Вот и всё. Четыре раза в неделю она будет тут дежурить. Зубрить учебники. Редко вышивать. А там, в городе — с кем-то стоять в тени после танцев.
Нельзя же сердиться на неё за то, что ей двадцать три года и она здорова до последней клеточки и кровинки.
— Счастливо! — сказал он без всякой обиды.
И уже пошёл. Вдруг с той же лёгкостью и простотой она окликнула:
— Алё, Олег!
Он обернулся.
— Вам, может, переночевать будет негде? Запишите мой адрес.
(Как? И она?)
Олег смотрел недоуменно. Понять это — было выше его разумения.
— Очень удобно, около самой трамвайной остановки. Мы с бабушкой вдвоём, но и комнатушки две.
— Спасибо большое, — растерянно принял он клочок бумажки. — Ну, вряд ли… Ну, как придётся…
— Ну, вдруг? — улыбалась она.
В общем, в тайге б он легче разобрался, чем среди женщин.
Ступил он ещё два шага и увидел Сибгатова, тоскливо лежащего на спине на твёрдом щите в своём затхлом углу вестибюля. Даже в сегодняшний буйно-солнечный день сюда попадали только десятые отражения.
Смотрел Сибгатов в потолок, в потолок.
Похужел он за эти два месяца.
Костоглотов присел к нему на край щита.
— Шараф! Ходят слухи упорные: всю ссылку распустят. И — спец, и — адм.
Шараф головы к Олегу не повернул, глаза только, одни. И как будто ничего не принял, кроме звука голоса.
— Слышишь? И вас, и нас. Точно говорят.
А он — не понимал.
— Не веришь?.. Домой поедешь?
Увёл Сибгатов глаза на свой потолок. Растворил безучастные губы:
— Мне — раньше надо было.
Олег положил ему руку на руку, а та была на груди, как у мертвеца.
Мимо них бойко проскочила в палату Нэлля:
— Тут у вас тарелочков не осталось? — и оглянулась: — Э, чубатый! А ты чего не обедаешь? А ну, тарелки освобождай, ждать тебя?
Вот это да! — Пропустил Костоглотов обед и даже не заметил. Домотало его! Только одного он не понял:
— Тебе-то что?
— Как что? Я — раздатчица теперь! — объявила гордо Нэлля. — Халат, видишь, чистый какой?
Поднялся Олег — пойти похлебать свой последний больничный обед. Вкрадчивый, невидимый и беззвучный, выжег в нём рентген всякий аппетит. Но по арестантскому кодексу невозможно было оставить в миске.
— Давай, давай, управляйся быстро! — командовала Нэлля.
Не только халат, — у неё по-новому были и локоны закручены.
— Во ты какая теперь! — удивлялся Костоглотов.
— А то! Дура я за триста пятьдесят по полу елозить! Да ещё и не подкормишься…

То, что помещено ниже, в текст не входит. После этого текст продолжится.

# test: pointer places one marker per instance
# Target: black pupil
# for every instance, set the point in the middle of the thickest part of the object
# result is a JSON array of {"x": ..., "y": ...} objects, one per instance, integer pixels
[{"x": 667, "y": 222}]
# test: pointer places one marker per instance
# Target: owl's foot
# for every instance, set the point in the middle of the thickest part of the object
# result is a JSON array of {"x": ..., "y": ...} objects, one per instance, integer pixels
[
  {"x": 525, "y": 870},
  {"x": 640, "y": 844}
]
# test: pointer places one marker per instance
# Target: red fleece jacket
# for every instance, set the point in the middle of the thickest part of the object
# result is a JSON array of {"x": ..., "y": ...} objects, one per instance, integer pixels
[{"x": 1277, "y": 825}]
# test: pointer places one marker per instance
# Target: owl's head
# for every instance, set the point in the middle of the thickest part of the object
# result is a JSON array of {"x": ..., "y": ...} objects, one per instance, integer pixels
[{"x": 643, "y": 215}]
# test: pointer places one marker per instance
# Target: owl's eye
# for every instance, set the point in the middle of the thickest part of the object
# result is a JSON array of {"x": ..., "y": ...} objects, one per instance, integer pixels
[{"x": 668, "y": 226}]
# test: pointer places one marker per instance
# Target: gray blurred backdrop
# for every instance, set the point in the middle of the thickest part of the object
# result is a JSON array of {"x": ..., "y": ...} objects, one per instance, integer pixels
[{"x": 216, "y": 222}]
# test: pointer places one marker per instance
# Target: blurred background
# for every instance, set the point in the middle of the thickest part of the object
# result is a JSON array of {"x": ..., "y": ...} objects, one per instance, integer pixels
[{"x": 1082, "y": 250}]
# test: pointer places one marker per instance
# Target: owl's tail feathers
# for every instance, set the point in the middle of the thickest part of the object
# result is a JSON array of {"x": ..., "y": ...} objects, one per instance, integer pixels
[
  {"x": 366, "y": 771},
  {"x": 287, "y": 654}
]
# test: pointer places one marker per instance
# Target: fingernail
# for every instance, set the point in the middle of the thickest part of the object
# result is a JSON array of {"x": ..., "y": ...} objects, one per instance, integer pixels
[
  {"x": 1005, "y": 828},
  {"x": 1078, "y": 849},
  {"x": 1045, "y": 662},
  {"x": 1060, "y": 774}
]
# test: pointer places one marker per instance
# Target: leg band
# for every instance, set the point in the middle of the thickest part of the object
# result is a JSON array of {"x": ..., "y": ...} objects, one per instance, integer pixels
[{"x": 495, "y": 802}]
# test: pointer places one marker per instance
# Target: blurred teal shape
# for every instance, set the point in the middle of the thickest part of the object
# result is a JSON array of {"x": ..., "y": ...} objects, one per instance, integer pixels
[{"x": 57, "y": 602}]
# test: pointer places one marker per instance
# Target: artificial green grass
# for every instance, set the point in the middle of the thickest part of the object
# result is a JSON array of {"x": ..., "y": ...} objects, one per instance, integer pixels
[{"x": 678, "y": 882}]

Как, наверно, у старика, пережившего сверстников, бывает тоскливая незаполненность — „пора, пора уходить и мне“, так и Костоглотову в этот вечер в палате уже не жилось, хотя койки были все заполнены, и люди — всё люди, и заново поднимались как новые те же вопросы: рак или не рак? излечивают или нет? и какие другие средства помогают?
К концу дня последний ушёл Вадим: привезли золото, и его перевели в радиологическую палату.
Только и осталось Олегу пересматривать кровати и вспоминать, кто тут лежал с самого начала и сколько из них умерло. Получалось, что и умерло как будто немного.
Так душно было в палате и так тепло снаружи, что Костоглотов лёг спать с приоткрытым окном. Воздух весны переваливал на него через подоконник. Весеннее оживление слышалось и из маленьких двориков старых домишек, которые теснились вприлепку к стене медгородка с той стороны. Жизнь этих двориков через кирпичную стену городка не была видна, но сейчас хорошо слышались то хлопанье дверей, то крик на детей, то пьяный зык, то гнусавая патефонная пластинка, а уже поздно после отбоя донёсся женский сильный низкий голос, выводивший врастяжку, то ли с надрывом, то ли с удовольствием:
И шахтё-ора молодо-ого
На кварти-иру привела-а…
Все песни пели — о том же. Все люди думали — о том же. А Олегу надо было — о чём-нибудь другом.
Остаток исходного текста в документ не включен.